Fortunately, I now have gotten a lot better at reading more books. I have read fifteen books this year (so far) and plan to write up a summary of each book I’ve read in a giant blog post at the end of this year. Most of the books I read are well-regarded non-fiction books that relate to real-world subjects of interest: foreign policy, history, technology, psychology, and other areas. But I still feel like I am reading all these books partly to make up for lost time.
(8) I spent too much time browsing random websites and message boards. In part, this was due to my obsession with playing games. For instance, I have almost 6,000 posts on the Civilization Fanatics Forum and was known as one of the top single-player Civilization IV players on the forum. (Yeeeaah … I was really obsessed with that game!) I also posted on other message boards in addition to game-related ones. Sadly, College Confidential was one of them1. In part because I don’t play games that much anymore, I have been a lot better in avoiding message boards. In addition, because I have so much on my plate now in terms of research and coursework, I spend far less time aimlessly browsing the Internet.

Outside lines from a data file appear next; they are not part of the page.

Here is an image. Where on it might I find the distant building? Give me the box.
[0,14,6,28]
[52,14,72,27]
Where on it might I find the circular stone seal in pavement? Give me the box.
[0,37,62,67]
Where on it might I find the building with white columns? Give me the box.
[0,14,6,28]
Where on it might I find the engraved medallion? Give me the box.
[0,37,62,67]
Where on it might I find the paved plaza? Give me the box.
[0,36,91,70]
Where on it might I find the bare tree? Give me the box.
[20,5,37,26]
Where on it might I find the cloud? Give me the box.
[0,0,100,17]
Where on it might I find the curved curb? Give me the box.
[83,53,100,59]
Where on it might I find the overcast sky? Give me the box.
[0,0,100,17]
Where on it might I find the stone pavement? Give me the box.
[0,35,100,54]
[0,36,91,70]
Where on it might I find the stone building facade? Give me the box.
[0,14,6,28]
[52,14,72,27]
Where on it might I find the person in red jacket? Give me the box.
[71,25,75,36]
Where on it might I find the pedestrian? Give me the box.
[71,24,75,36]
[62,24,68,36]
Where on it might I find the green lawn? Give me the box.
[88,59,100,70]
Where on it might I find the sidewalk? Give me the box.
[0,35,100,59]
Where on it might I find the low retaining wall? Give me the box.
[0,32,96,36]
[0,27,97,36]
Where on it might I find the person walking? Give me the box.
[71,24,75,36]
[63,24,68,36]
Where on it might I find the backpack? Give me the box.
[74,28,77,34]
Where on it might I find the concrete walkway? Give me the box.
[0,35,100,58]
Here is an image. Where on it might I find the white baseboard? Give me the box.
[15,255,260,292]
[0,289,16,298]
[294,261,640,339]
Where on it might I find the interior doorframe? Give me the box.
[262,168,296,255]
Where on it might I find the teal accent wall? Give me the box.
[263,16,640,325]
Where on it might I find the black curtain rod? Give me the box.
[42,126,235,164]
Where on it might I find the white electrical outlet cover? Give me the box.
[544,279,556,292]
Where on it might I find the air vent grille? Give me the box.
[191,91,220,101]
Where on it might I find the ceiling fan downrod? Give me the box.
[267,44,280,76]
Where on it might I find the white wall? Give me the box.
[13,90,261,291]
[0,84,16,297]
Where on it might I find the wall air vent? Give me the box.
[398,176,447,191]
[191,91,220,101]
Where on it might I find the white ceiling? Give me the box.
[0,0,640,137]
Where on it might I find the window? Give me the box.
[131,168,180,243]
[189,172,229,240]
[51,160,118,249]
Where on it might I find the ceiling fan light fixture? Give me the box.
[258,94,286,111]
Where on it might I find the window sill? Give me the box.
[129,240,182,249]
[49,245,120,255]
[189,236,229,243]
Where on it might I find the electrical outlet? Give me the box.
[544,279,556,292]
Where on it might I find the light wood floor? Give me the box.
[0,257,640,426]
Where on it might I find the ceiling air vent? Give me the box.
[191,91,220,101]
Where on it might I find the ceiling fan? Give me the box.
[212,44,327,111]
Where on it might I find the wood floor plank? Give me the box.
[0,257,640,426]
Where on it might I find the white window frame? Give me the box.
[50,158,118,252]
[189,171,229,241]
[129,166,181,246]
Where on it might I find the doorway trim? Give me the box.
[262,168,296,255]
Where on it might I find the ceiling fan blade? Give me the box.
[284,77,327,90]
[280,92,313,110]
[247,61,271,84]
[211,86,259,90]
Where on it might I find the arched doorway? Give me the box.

Nowadays, there are only a handful of websites I check on a regular basis, and if they are blogs or news-related, I try not to check them until the evening. I deliberately have only a few websites bookmarked on Google Chrome, and I don’t spend much time reading other people’s blogs as I used to. Oh, and what about Facebook? Don’t worry – Facebook was actually one of the earliest sites that I was able to resist checking.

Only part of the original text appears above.